King: You won't even need to worry about Brian Kirkland getting his licks in on you anymore because I will eradicate you straight from existence. Next we got Lindsay from Flagstaff, Arizona and she writes...

(King pauses and looks at the next e-mail. He looks pissed at this e-mail.)

King: No, just no. I am not even reading this one...

(King deletes the e-mail and opens the next one.)

King: OK we got Janice from Nashville, Tennessee right now. Janice writes "They are coming..."

(King looks weird at the e-mail.)

King: If you mean the renegades that Alan Fiscus is leading, they are here. Though I am not sure who "they" are. I wonder, are these the came people that say "You should not be promiscuous?"
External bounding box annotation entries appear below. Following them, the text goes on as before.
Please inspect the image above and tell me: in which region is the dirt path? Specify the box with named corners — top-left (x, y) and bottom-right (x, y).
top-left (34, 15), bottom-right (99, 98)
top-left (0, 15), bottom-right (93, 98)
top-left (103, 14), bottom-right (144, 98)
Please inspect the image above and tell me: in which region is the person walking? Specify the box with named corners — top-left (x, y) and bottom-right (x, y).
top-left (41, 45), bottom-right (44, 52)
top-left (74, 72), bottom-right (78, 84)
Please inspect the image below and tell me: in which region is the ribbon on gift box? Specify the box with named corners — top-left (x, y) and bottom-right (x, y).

(King opens up his next e-mail.)

King: Seriously, I always wondered who "they" are that say those comments. And our next e-mail is from Daniel from California. Daniel writes. "What do you think of the Rock n Roll Hall of Fame?"

(King shakes his head.)

King: Daniel I hate it. I am surprised how groups like ABBA can be but Kiss, the Red Hot Chili Peppers, Motley Crue and Alice Cooper are not? How do they justify that? I understand that Bon Jovi has just gotten eligible in the past two you years but these bands mean more to music than fucking ABBA. What did ABBA do, beat Olivia Newton-John on some European talent competition, sucky disco music that some how became a Broadway musical and then in turn a movie? This is as bad as CZW with the world title scene.

(King clicks the next e-mail.)

King: The final e-mail this time around is from Becky of Pontoon Beach, Illinois home of the legendary Bear Foot monster truck. Becky writes "Do you frequent FML?"

(King looks at the screen.)

King: No, can't say I do but I did at one point. It was fun. But to anyone that crosses my path, I will F Their Life for once and for all. Case in point, Ryan Shane this week at Overdrive. I will F his life this week. He can't avoid it because it is inevitable. This has been the Mike King Show, thank you for watching.